Dossier : IMM-2065-12

Référence : 2013 CF 79

[TRADUCTION FRANÇAISE CERTIFIÉE, NON RÉVISÉE]

Ottawa (Ontario), le 25 janvier 2013

En présence de madame la juge Snider

 

 

ENTRE :

 

MUHAMMAD AYAZ

 

 

 

demandeur

 

et

 

 

 

LE MINISTRE DE LA CITOYENNETÉ

ET DE L’IMMIGRATION

 

 

 

défendeur

 

 

 

 

 

           MOTIFS DU JUGEMENT ET JUGEMENT

 

[1]               Le demandeur, M. Muhammad Ayaz, est un citoyen du Pakistan qui craint d’être persécuté dans ce pays, car il est un musulman de confession zikrie-mehdvie (zikrie). Dans la décision datée du 6 février 2012, un tribunal de la Section de la protection des réfugiés de la Commission de l’immigration et du statut de réfugié (la Commission) a conclu que le demandeur n’avait ni qualité de réfugié au sens de la Convention ni celle de personne à protéger au titre de l’article 96 ou du paragraphe 97(1) de la Loi sur l’immigration et la protection des réfugiés, LC 2001, c 27 (la Loi). Pour en venir à cette conclusion, la Commission a jugé que le demandeur avait une possibilité de refuge intérieur (PRI) dans des régions autres que celle de la ville où il aurait été persécuté.

 

[2]               Le demandeur sollicite l’annulation de cette décision.

 

[3]               La décision est susceptible de contrôle selon la norme de la raisonnabilité. Lorsque la norme de la raisonnabilité s’applique, le rôle de la Cour est de décider de « l’appartenance de la décision aux issues possibles acceptables pouvant se justifier au regard des faits et du droit » (Dunsmuir c Nouveau‑Brunswick, 2008 CSC 9, [2008] 1 RCS 190, au paragraphe 47 (Dunsmuir)). Elle doit aussi examiner « […] la justification de la décision [ainsi que] la transparence et […] l’intelligibilité du processus décisionnel » (Dunsmuir, précité, au paragraphe 47). En dépit du haut degré de retenue dont il faut faire preuve à l’égard du décideur dans la présente affaire, je conclus que l’intervention de la Cour est justifiée.

 

[4]               La Commission a cru le récit du demandeur quant à sa persécution aux mains d’un mollah local dans le quartier de l’un des bureaux de son entreprise et elle semble avoir reconnu qu’un mandat d’arrestation le visant, relatif à des accusations de blasphème, avait été délivré par la police dans le district de Baldia (Baldia), à Karachi. La Commission a reconnu que le demandeur craignait d’être exposé à un risque dans d’autres régions, en raison des accusations de blasphème. Pour statuer que le demandeur ne serait pas persécuté dans une PRI située à l’extérieur de Baldia, la Commission a tiré deux conclusions cruciales. En ce qui concerne les accusations de blasphème, la Commission a conclu qu’il était « peu probable que les autorités des autres régions du pays en viennent à connaître ces accusations ou souhaitent réellement y donner suite » (décision, paragraphe 22). Dans l’éventualité où le demandeur devait être arrêté relativement aux accusations de blasphème, la Commission a tiré la conclusion suivante :

Toute conjecture voulant qu’il n’ait pas droit à un procès équitable est grandement hypothétique, tout particulièrement compte tenu des éléments de preuve objectifs indiquant que de nombreux procès‑verbaux introductifs sont non fondés, faux et consignés à des fins de harcèlement et, en fin de compte, sont jugés frivoles puis sont rejetés.

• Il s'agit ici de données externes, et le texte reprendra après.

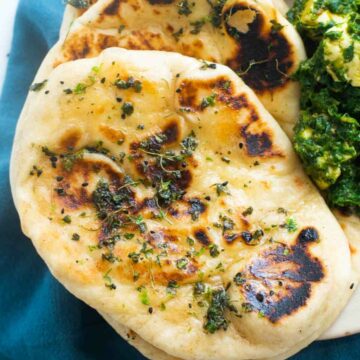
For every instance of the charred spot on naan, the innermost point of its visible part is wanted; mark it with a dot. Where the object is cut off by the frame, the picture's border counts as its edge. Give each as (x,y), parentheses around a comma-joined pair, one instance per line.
(202,236)
(112,8)
(71,189)
(263,56)
(258,143)
(279,281)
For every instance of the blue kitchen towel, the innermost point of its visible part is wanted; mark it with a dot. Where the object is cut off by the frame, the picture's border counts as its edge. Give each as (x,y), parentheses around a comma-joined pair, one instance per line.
(39,319)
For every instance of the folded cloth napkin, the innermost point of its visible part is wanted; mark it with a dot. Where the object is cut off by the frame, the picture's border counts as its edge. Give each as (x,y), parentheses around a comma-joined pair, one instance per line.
(39,319)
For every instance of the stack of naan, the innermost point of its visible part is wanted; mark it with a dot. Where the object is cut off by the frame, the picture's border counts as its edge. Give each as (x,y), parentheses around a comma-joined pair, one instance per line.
(153,172)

(Décision, paragraphe 24.)

 

[5]               Ces deux conclusions posent d’épineux problèmes.  

 

[6]               Le demandeur ne conteste pas la conclusion de la Commission selon laquelle les adhérents à la confession zikrie peuvent faire l’objet de discrimination, mais qu’ils ne sont pas persécutés dans toutes les régions du Pakistan. Le demandeur reconnaît aussi que la Commission a appliqué le bon critère à deux volets en ce qui concerne la PRI (Rasaratnam c Canada (Ministre de l’Emploi et de l’Immigration), [1992] 1 CF 706, 140 NR 138 (CA). Cependant, comme l’a souligné le demandeur lors de l’audience devant la Commission, le litige concerne l’accusation de blasphème, et non seulement sa crainte du mollah dans sa région locale. L’accusation de blasphème, dont la Commission a reconnu l’existence, soulève tout simplement un risque beaucoup plus grave.

 

[7]               La Commission a bien cerné le fait que, au Pakistan, les mandats délivrés dans une région ne sont pas automatiquement transférés dans les autres régions. Il existe un processus d’enregistrement des mandats dans les autres régions. Cependant, selon le Code de procédure pénale du Pakistan, un mandat peut être exécuté partout au pays. La Commission n’avait devant elle aucun élément de preuve lui permettant de conclure que les mandats ne sont pas couramment transférés ou que les policiers des autres régions n’y ont pas électroniquement accès. Pour étayer sa conclusion que les accusations ne seraient pas renvoyées ailleurs qu’à Baldia, la Commission se fonde sur la « nature des prétendues accusations ». La Commission ne semble pas avoir tenu compte de la gravité des accusations de blasphème contre une personne se réclamant d’une religion minoritaire dans un pays où l’intolérance religieuse est notoire. La Commission a aussi mentionné que le « profil » du demandeur était un autre motif pour lequel les accusations ne seraient pas connues ailleurs qu’à Baldia. Bien que la Commission ait reconnu que les accusations découlaient d’un différend commercial, la Commission a omis d’aborder le fait que ce différend avait entraîné des accusations de blasphème, ce qui constitue une allégation très sérieuse à l’endroit du demandeur, peu importe les circonstances qui la sous‑tendent.

 

[8]               La deuxième partie de la décision de la Commission – selon laquelle le demandeur pourra bénéficier de l’application régulière de la loi – n’est simplement pas intelligible. Même si les accusations devaient être ultimement rejetées, le demandeur sera exposé à passer un temps considérable en prison avant d’être acquitté. La Commission ne s’est pas penchée sur le traitement réservé à une personne ayant le profil du demandeur, soit une personne appartenant à une minorité religieuse qui était accusée de blasphème. Pourtant, le dossier dont la Commission était saisie comprenait une preuve documentaire importante et crédible, portant que les tribunaux pakistanais ne protègent pas les droits des minorités religieuses, que les personnes visées par de telles accusations peuvent passer de longues périodes en détention et que la torture des détenus est monnaie courante. La Commission a commis une erreur en faisant abstraction de cette preuve pertinente et probante.  

 

[9]               De plus, il ne s’agit pas d’une affaire où un demandeur, dans le contexte d’un contrôle judiciaire, choisit des extraits de preuve qu’il n’avait pas invoqués lors de l’audience. Au cours de l’audience devant la Commission, le conseil du demandeur a abondamment et spécifiquement fait référence à cette preuve. On aurait dû en tenir compte.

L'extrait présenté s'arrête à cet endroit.